3 Ways To Remember What You Just Read Or Watched Longer
Reading is like the mental version of going to the gym. They both make you look cool.
People admire you for the number of books you’ve read and the amount of time you’ve spent at the gym. Pictures and videos of books and of people working out receive high engagement on social media.
And just like going to the gym only to pose in front of the mirror and leave after five minutes, reading without ways to retain the information will only help you appear cool.
Aim to be cool by ignoring the numbers and focusing on information reception, apprehension, and implementation.
Here’s how I do it.
Publish your reviews
I started writing book reviews on Goodreads back in 2018.
I highlight all the relatable and memorable quotes as I read. I note down what I just learned after every chapter and then compiled all of them into one review which would be posted to Goodreads.
The purpose of this is to hold me accountable for every book I read. I don’t want to read for the sake of keeping scores but to learn to look from other people’s perspectives and see how their insights and knowledge can be applied to my life.
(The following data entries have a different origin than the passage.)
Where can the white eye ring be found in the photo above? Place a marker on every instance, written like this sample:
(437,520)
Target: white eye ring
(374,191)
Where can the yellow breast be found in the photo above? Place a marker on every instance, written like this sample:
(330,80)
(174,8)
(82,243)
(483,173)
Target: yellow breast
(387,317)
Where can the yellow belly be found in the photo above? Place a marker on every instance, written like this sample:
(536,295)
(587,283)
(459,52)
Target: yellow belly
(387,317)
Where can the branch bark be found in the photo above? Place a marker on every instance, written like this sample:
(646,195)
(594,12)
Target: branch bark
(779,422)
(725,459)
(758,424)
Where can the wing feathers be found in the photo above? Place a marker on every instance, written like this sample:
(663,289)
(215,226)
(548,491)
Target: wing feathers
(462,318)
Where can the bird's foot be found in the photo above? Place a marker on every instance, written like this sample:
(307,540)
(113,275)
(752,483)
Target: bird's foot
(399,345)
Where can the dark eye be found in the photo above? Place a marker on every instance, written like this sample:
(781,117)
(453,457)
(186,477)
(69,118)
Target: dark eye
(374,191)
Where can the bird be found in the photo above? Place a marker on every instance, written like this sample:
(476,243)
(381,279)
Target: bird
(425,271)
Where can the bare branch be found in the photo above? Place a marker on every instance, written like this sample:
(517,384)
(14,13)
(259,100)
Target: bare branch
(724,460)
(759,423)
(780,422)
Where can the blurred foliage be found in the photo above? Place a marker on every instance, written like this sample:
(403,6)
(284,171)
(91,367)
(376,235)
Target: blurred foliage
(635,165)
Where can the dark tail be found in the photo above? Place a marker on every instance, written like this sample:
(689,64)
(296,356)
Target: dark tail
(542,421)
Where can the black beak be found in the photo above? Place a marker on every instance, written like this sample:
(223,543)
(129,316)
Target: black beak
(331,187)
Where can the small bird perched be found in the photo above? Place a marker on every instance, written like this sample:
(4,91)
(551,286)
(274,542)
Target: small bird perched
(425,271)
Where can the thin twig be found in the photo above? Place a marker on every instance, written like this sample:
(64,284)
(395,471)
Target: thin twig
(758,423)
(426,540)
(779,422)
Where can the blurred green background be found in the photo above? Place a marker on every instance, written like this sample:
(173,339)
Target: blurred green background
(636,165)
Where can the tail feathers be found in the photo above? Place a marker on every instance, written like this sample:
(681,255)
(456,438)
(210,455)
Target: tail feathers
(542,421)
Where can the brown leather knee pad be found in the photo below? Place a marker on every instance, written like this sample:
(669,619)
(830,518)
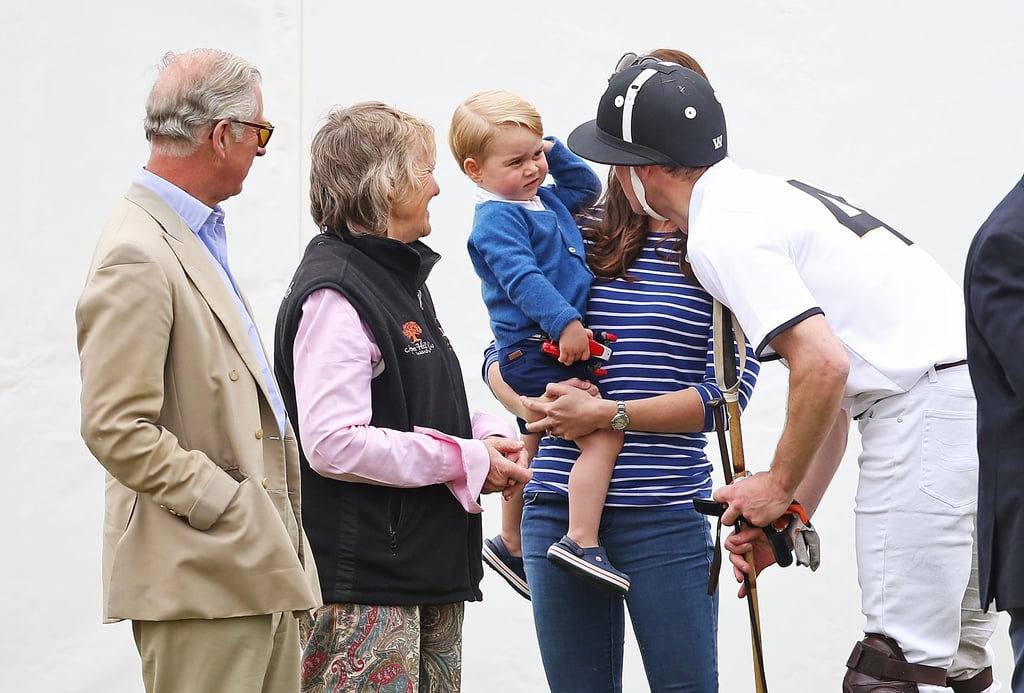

I believe that’s your goal too if you’re reading this piece.
You don’t even have to put it on sites that allow public access like Amazon, Goodreads, or WordPress. Creating a Notion book review page is also an option.
The point is to put what you have learned into writing instead of relying on your memories only.
Opt for one on one discussion
I’m not a book club type of person.
After joining one during high school, I found it to be too massive for every single person to have a say. Not everybody has a chance to express their own viewpoints and the communication becomes one-way quickly.
Instead of joining a book club, I share what I read with my high school friend who also enjoys literature and is a fellow content writer.